The purpose of this permission is to provide limited device management rights to, for example, helpdesk staff. This allows users with this permission to help users but prevents them from performing any destructive actions to a device or a container.

Device Management (All)

Use of all the commands that originate from the Devices page, such as the ability to update policies, lock, reset the passcode, wipe, unenroll, delete, or view device details.

Note: The user must have the Device Management permission to run the APNS Certificate, Mass Deployment, and Exchange ActiveSync Server Settings options on the Settings page in the Identity Administration portal.

Federation Management

Permission to create, manage, and delete federation partnerships. See Set up external identity providers for information on setting up partner federations.

Identity Verification

Permission to perform the identity verification process for end users with a mobile phone number included in their user data. See Verify helpdesk caller identity.

MFA Unlock

Suspend multifactor authentication for 10 minutes.

System Enrollment

Permission for non-admin users to enroll Linux and Windows machines.

RADIUS Management

Permission to create, manage, and delete the RADIUS server. See Configure CyberArk Identity for RADIUS for information on using the CyberArk Identity Connector as a RADIUS server.

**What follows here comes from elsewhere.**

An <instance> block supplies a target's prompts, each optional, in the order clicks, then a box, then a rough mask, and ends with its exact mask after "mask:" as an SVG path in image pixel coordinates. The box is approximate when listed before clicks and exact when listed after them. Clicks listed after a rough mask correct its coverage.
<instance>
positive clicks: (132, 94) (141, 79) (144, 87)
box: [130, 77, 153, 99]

Read Only System Administrator

Access to all of the Identity Administration portal tabs, however, the user cannot make any changes. An error message is displayed when the user attempts to save the change.

Note: If you enable read-only access for a support technician, CyberArk Identity creates a temporary account that it adds as a member to this role.

Register and Administer Connectors

Register a CyberArk Identity Connector in your CyberArk Identity account.

During the connector installation, the wizard prompts you to enter the account of a user that has the Register connectors right. This must be a CyberArk Cloud Directory account. Make sure the account you specify is a member of a role with this permission.

Report Management

Create, delete, and run reports.

Role Management

Access to any activities that originate on the Roles page, such as the ability to add, modify, or delete roles; this includes the ability to assign rights.

Shared Credentials

CyberArk Identity users is this Role can share User Password applications and credentials that have been manually added or captured using Land & Catch with other CyberArk Identity users.

User Management

Permission to use the Add User and Bulk User Import buttons to add users and modify CyberArk Cloud Directory user properties. Additionally, this permission allows users to import and delete OATH tokens.

Vault Management

Permission to manage objects in Privilege Cloud.

See Create roles for instructions on how to add Administrative Rights to a role.